Un llamado de aviso el domingo en la tarde. Sentarse para oír la noticia sin poder creerlo. Ese temblor de las piernas, esa sensación de vulnerabilidad, esa pena profunda. ¿Se quemaron mis juguetes?, me pregunta mi hijo menor. Apenas me sale la voz para responderle.
Desaparece algo material, es cierto. Pero duele. Son las huellas de una historia familiar que se transforman en un montón de cenizas, de las que sigue saliendo humo durante un par de días. Así terminan los dibujos enmarcados de mis hijos; el caballo de madera que me había regalado mi abuela y en el que me sentaba de niña a conversar con ella; el cuadro que pintó mi cuñada años antes de morir; los libros ilustrados que le leía a mis hijos; esas pinturas de pájaros que tanto nos gustaban.

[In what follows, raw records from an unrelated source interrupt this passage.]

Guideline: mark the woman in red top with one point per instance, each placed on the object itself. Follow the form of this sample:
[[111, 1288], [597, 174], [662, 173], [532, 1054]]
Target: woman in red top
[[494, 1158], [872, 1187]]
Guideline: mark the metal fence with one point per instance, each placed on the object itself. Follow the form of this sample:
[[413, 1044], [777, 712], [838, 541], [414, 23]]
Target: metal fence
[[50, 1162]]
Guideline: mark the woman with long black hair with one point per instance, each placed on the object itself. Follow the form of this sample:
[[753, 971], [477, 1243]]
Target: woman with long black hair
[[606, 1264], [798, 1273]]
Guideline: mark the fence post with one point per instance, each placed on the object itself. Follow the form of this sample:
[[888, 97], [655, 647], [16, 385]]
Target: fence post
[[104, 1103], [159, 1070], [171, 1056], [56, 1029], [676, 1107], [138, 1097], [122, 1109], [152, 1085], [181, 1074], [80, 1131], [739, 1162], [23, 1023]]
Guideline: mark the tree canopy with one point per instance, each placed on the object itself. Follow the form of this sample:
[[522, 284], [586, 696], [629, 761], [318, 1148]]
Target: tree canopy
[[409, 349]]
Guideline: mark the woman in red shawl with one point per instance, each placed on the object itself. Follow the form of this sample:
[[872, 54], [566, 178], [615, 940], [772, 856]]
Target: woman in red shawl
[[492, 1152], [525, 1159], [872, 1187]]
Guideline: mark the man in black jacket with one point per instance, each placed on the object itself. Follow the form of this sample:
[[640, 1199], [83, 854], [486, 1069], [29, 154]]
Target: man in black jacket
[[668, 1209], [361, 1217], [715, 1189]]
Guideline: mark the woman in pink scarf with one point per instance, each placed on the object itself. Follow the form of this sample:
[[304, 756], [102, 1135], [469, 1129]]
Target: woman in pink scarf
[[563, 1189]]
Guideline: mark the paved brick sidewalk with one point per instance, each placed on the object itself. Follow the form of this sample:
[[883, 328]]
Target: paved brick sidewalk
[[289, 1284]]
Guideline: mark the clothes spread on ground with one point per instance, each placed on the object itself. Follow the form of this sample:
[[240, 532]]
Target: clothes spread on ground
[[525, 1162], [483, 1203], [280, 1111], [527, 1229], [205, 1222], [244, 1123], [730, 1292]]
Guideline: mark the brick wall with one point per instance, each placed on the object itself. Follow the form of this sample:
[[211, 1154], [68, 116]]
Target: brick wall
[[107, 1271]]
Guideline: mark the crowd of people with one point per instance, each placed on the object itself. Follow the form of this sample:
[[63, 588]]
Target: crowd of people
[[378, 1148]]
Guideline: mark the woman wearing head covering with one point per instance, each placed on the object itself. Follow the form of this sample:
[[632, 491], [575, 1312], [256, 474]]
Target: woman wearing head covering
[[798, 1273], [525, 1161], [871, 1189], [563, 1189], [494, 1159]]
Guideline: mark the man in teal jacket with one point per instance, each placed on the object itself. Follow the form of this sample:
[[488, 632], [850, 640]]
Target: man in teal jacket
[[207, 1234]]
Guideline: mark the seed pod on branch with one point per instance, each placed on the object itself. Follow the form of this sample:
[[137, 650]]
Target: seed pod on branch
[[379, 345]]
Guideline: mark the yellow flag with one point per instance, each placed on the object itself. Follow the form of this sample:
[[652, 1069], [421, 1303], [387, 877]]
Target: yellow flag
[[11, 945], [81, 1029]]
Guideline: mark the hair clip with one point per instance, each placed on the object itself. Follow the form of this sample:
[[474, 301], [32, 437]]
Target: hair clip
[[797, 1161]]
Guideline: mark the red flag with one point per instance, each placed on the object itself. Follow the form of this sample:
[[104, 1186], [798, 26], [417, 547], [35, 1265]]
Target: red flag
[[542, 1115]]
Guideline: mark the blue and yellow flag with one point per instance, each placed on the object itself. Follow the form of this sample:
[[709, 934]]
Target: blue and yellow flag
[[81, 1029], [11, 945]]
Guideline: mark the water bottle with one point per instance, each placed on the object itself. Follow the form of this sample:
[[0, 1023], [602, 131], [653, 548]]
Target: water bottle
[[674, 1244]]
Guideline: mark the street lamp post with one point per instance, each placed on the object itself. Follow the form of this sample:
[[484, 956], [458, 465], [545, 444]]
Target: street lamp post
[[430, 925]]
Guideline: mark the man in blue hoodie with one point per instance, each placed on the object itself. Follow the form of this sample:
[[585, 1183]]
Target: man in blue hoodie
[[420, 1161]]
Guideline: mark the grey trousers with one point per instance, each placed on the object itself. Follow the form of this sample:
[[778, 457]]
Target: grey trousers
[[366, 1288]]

La chaqueta verde que usaba mi marido el día que lo conocí y que ahora se ponía en las mañanas frías; la larga mesa de castaño en la que comíamos; las hortensias moradas que nos costó que crecieran.
Duele ver desaparecer el esfuerzo de muchos años que nos había permitido levantar esa casa, los objetos que fuimos juntando con ilusión desde antes de casarnos. Y cuesta volver a levantarse, pero hay que hacerlo y estamos juntando fuerzas para eso.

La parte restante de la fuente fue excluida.